The dead of winter was not the time to move to New York, we were advised, so we waited until spring. On April 15, 1977, Bob and I both resigned from our jobs at Assemblies of God Headquarters in Springfield, Missouri, and headed to Gloversville, New York, to locate housing. After renting a two-bedroom apartment in its twin city of Johnstown, we left six-year-old Bobby with Grandma and Grandpa Conti in Newburgh and returned to Springfield to pack.

On our last Sunday at Central Assembly, our prayer partners in Mother Flower's Sunday school class laid hands on us, prayed over us, and sent us on our way to the work to which God had so clearly called us. Then, the evening before we headed back to New York in a rented 22-foot Ryder truck full of household goods, our Volkswagen Super Beetle in tow, Brother Gayle F. Lewis, former Home Missions Director, a good friend of my family from our days as missionaries in Alaska, drove by to say goodbye. That dear retired minister in his seventies climbed into that Ryder truck and touched every piece of furniture he could reach, asking God to protect not only us but everything on that truck.

On May 4, 1977, we pulled up to the Maple Knoll Apartments in Johnstown. The Everharts had enlisted several men from their church in Schenectady to help us unload and carry everything up the stairs to our apartment. Leaving boxes piled wall-to-wall, we turned in the truck and drove our Super Beetle four hours to Rochester, New York, for a missions convention held in a church just across the street from the location of the former Rochester Bible Training School, where my grandparents, Charles and Florence Personeus, had attended Bible school. It was exactly 60 years before that as newlyweds they had left there to go to Alaska by faith as pioneer missionaries in 1917. (See my book, Frontiers of Faith, for that story.) God had brought me from Alaska to New York to pioneer a church.

A week later, we attended our first District Council in New York, held in Schenectady, where we were recognized as the new-church-planting missionaries to Gloversville, New York.
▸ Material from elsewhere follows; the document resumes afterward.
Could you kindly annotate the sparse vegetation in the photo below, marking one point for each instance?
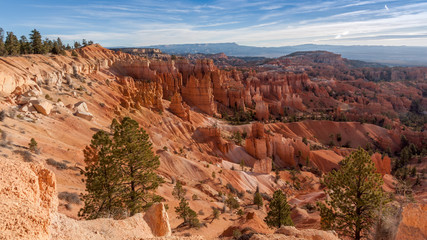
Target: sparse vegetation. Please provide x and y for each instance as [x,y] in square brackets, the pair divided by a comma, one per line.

The Glove Cities, as the twin cities of Gloversville and Johnstown were known due to their extensive glove and leather industries, with a combined population of 30,000, formed the hub of Fulton County, gateway to the Adirondacks.

The two cities, with their many towering church steeples, Victorian-style houses, and tree-lined streets looked like the ideal place to raise a family, but we soon learned that this county of more than 70,000 had one of the highest rates of alcoholism, divorce, and incest in the entire state. Cities leaders asked us, "Why do you want to start another church here? We already have many churches that are nearly empty." Many other denominational churches' overseers in Albany referred to Fulton County as "black valley" because of the oppressive atmosphere that seemed to hover over the area. We saw a place that God had not forgotten.

As soon as we were settled, we began running an ad in the newspaper announcing the opening of the new church. Through the ad, we learned of several ladies who had come to know the Lord through TV ministries and were anxious to have a full-gospel church in the area. Right away, I started a ladies' home prayer meeting.

Sunday evening, July 20, 1977, we held our first service of the Glove Cities Assembly of God with eight in attendance. Grandma and Grandpa Personeus, at the age of 90, visited us for a month that summer and were a blessing to our fledgling congregation.

In September, we added a full schedule of Sunday services, meeting in the Gloversville YMCA banquet room on the second floor of that building. To make the room presentable, Bob often had to go in after midnight to set up for church after a YMCA event. He rearranged chairs and tables countless times; picked up dozens of green beans, kernels of corn, etc., from the carpet; brushed numerous crumbs off chairs; and even scrubbed sticky spills off the piano. One Sunday morning, he had to clean up vomit off the stairs where one of the residents had gotten sick the night before.

"That's what memories are made of," he said. And that is often what new church planting requires.